A Secretaria de Estado da Saúde (Sesa) reforça o alerta à população sobre a gravidade do tétano, uma doença não transmissível, mas que ainda apresenta riscos no Estado. A principal forma de prevenção é a vacinação, disponível gratuitamente em todas as unidades de saúde do Sistema Único de Saúde (SUS) no Paraná.
O tétano é causado por uma bactéria encontrada no solo, poeira e fezes de animais. A infecção ocorre quando os esporos entram no organismo por meio de ferimentos, cortes, perfurações, queimaduras ou lesões causadas por objetos contaminados. A doença ataca o sistema nervoso, provocando rigidez muscular intensa e dificuldade respiratória.
Os dados monitorados pela Sesa indicam uma tendência de redução gradual na incidência do tétano no Estado. Embora os índices atuais apontem queda, o cenário ainda exige vigilância constante das autoridades e da população. O histórico de casos confirmados no Paraná revela que, em 2017, foram registradas 23 ocorrências, seguidas por um período de estabilidade entre 2018 e 2019, com 17 registros anuais.

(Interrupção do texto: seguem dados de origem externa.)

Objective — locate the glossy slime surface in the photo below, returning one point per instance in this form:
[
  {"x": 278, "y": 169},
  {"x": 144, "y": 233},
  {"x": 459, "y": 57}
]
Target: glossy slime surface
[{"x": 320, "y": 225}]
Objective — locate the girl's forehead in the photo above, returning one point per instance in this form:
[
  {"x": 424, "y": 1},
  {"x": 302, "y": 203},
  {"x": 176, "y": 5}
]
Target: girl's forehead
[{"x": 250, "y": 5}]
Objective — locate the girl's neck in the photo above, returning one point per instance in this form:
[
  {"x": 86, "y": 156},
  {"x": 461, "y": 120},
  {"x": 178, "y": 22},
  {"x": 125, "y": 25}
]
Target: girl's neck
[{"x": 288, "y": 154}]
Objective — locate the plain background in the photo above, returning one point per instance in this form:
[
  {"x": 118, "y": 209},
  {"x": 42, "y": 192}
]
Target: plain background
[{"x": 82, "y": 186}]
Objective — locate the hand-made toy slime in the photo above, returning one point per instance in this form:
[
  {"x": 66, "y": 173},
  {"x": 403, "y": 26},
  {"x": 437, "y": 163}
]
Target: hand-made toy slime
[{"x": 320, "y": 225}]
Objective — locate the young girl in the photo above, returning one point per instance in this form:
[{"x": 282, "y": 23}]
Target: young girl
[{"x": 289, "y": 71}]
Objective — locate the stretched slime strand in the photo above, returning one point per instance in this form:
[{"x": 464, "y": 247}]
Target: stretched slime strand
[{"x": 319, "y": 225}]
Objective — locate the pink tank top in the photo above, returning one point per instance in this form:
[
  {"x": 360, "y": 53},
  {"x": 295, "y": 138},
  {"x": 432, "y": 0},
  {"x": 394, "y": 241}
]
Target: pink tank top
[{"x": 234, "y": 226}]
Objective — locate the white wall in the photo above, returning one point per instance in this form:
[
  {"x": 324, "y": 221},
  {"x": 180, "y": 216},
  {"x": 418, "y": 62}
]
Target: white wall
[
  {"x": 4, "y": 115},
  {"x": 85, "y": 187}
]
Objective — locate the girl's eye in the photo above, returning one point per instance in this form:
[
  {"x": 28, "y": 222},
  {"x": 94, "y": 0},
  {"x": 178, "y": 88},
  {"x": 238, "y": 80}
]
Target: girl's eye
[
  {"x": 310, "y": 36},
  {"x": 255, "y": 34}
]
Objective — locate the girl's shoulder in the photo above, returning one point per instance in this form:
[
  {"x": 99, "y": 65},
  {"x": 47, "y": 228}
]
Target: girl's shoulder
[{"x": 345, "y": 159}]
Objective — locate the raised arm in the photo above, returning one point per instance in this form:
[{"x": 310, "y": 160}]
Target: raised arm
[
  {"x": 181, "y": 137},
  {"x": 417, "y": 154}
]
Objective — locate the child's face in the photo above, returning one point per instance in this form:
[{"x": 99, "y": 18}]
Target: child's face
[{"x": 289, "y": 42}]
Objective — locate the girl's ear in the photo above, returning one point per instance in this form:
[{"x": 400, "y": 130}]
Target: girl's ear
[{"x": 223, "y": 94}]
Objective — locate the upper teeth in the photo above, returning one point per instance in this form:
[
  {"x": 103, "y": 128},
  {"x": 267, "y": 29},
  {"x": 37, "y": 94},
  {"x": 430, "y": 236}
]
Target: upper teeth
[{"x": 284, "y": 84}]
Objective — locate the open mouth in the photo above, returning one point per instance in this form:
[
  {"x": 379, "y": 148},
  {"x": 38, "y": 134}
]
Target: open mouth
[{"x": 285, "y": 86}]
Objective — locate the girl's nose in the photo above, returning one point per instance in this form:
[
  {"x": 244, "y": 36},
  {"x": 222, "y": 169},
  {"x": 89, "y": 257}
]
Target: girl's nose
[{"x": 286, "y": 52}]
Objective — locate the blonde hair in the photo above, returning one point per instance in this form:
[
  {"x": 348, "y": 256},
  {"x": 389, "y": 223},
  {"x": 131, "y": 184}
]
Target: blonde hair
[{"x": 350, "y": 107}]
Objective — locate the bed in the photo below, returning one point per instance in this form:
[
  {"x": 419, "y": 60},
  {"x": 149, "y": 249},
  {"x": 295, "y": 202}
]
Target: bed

Na sequência, as notificações mantiveram uma trajetória descendente e, em 2024 e 2025, o Estado atingiu o menor patamar da série histórica recente, contabilizando 10 casos em cada ano.
O acompanhamento da Sesa também mostra o número de mortes causadas pela doença. Entre 2016 e 2019, o Estado oscilou entre cinco e 11 óbitos por ano. Esse número começou a cair a partir de 2020, quando foram registradas seis mortes, chegando ao menor nível em 2024 e 2025, com dois óbitos em cada ano.
“A vacinação é a forma mais eficaz de prevenção contra o tétano. Mesmo sendo uma doença evitável, ainda registramos casos e mortes no Paraná, o que reforça a importância de manter a carteira de vacinação atualizada ao longo da vida. Não podemos negligenciar nem mesmo ferimentos pequenos, pois o risco é real para quem não está com o esquema vacinal em dia”, afirma o secretário de Estado da Saúde, César Neves.
ESQUEMA VACINAL – O calendário de rotina para crianças inclui três doses da vacina pentavalente (aos 2, 4 e 6 meses), com reforços da DTP aos 15 meses e aos 4 anos. Após esse ciclo, a recomendação é um reforço a cada dez anos com a vacina dupla adulto (dT). As gestantes possuem um protocolo específico, devendo receber a vacina dTpa em cada gestação, preferencialmente a partir da 20ª semana, garantindo a proteção da mãe e do bebê por meio da transferência de anticorpos via placenta.
COBERTURA – O Ministério da Saúde estabelece como meta 95% de cobertura vacinal. Os números de 2025 no Paraná mostram que a pentavalente atingiu 94,15%, enquanto o reforço com a DTP ficou em 86,51% e a vacinação de gestantes registrou 85,21%.
RECOMENDAÇÕES – A orientação central em caso de ferimentos, especialmente os causados por objetos perfurantes ou em ambientes com maior potencial de contaminação (como áreas rurais e canteiros de obras), é procurar imediatamente uma unidade de saúde para a avaliação da lesão e verificação da necessidade de dose de reforço. A Sesa ressalta que profissionais da agricultura, construção civil e serviços gerais, além da população idosa, devem redobrar a atenção, uma vez que este último grupo costuma apresentar esquemas vacinais incompletos ou esquecer a atualização necessária para manter a imunidade ativa.